“看過,”溫祁道,“他們說什麼是他們的事,無所謂。”
雲秋還是很擔心,亦步亦趨跟著他進了學校,發現自己並不是杞人憂天,因為表哥在學校里太火,很快接到消息的蒙奇和棉楓等人便先後來了。
蒙奇摟了一下溫祁的肩:“怎麼現在才來學校,聽說你失蹤,我們都擔心死了。”
溫祁笑著問:“據說我離開的這段時間,你把我表弟打了一頓?”
蒙奇忙道:“沒有,逗著玩呢。”
溫祁點頭,打算過兩天也和他開個“玩笑”,這時餘光一掃,見棉楓盛氣凌人地到了他的面前。
棉楓是菲德家的小少爺,家族在天嘉能排進前五,可以說和夏家相當門當戶對,並且學的也是畫畫,進的也是後勤專業,為的也是夏凌軒,和原主簡直是死敵。
他諷刺地看著溫祁:“回來了啊,聽說弄得挺慘的,還失憶了?”
溫祁道:“一般慘吧,失憶得不算嚴重,還記得大部分事。”
“你倒是挺坦然,”棉楓哼道,“別以為夏學長去找你就是在乎你,他那是看在你們兩家的jiāoqíng上才去的。”
溫祁道:“但他去找我了呀。”
棉楓冷笑:“這又不代表他喜歡你。”
溫祁道:“但他找了啊,你想想換成你他會去麼?”
他知道,對付腦殘粉什麼語言都沒用,直接用偶像刺激是最有效的。
果然,棉楓聽完他的話,臉色難看了點,道:“你害得他半學期都沒上課,很高興?”
溫祁道:“高興,他是為了我啊。”
棉楓道:“你還會說別的麼?”
溫祁看著他,陷入沉思。棉楓和他對視,正覺得這人詞窮了的時候,就見溫祁笑眯眯地道:“他親自去找我了耶~”
“……”棉楓氣得臉都有點扭曲,“有完沒完?你不就是有個好媽麼?得意什麼!”
溫祁反問:“你這是嫌棄自己的媽不好?”
棉楓噎了噎。
“對了,他回來就去看我了,還陪我吃了早飯,”溫祁愉悅地看著面前的人氣得發抖,問道,“還有事麼?沒事我走了?”

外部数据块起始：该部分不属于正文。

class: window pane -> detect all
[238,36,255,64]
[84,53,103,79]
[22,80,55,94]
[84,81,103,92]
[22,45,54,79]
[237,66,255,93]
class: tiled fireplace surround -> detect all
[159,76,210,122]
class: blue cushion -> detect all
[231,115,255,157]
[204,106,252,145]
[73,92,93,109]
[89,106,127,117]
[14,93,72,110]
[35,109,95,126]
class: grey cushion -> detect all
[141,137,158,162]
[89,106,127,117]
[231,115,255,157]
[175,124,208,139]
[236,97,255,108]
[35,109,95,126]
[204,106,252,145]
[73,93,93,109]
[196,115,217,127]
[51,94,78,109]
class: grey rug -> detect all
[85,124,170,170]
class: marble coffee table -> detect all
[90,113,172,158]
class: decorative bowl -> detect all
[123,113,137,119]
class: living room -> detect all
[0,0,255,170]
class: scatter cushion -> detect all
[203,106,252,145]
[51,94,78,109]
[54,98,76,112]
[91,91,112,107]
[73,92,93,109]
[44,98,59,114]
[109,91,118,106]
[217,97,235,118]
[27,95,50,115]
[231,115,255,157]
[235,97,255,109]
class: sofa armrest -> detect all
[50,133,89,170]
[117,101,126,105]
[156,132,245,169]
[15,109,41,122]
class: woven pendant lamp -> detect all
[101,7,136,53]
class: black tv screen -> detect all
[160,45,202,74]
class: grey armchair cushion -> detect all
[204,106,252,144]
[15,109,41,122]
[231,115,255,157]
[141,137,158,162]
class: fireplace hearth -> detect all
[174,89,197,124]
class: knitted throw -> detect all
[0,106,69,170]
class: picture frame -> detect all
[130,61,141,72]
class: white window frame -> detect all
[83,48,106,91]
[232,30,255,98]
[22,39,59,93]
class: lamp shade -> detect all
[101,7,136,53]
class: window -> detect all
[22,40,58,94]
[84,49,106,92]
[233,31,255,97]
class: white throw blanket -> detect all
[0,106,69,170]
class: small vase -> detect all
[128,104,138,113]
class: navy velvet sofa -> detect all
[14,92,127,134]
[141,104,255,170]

“等等!”棉楓叫住他,“再過一個多月是妙林杯,你敢和我打賭麼?咱們一起參加比賽,誰的名次高誰獲勝。你贏了,我這輩子都不再追求夏學長,我贏了,你立刻解除和他的婚約,如果夏學長真的喜歡你,有沒有婚約都沒關係,你不吃虧的,怎樣,敢麼?”
眾人屏住呼吸,一眨不眨地看著溫祁。
溫祁頓時笑了。
原主和夏凌軒的婚約雖然要看他們自己的意願,但這裡有一個時間期限,那便是要溫祁到了22歲才行。這具身體現在還不到18,他可不想和一個冰塊綁定四年。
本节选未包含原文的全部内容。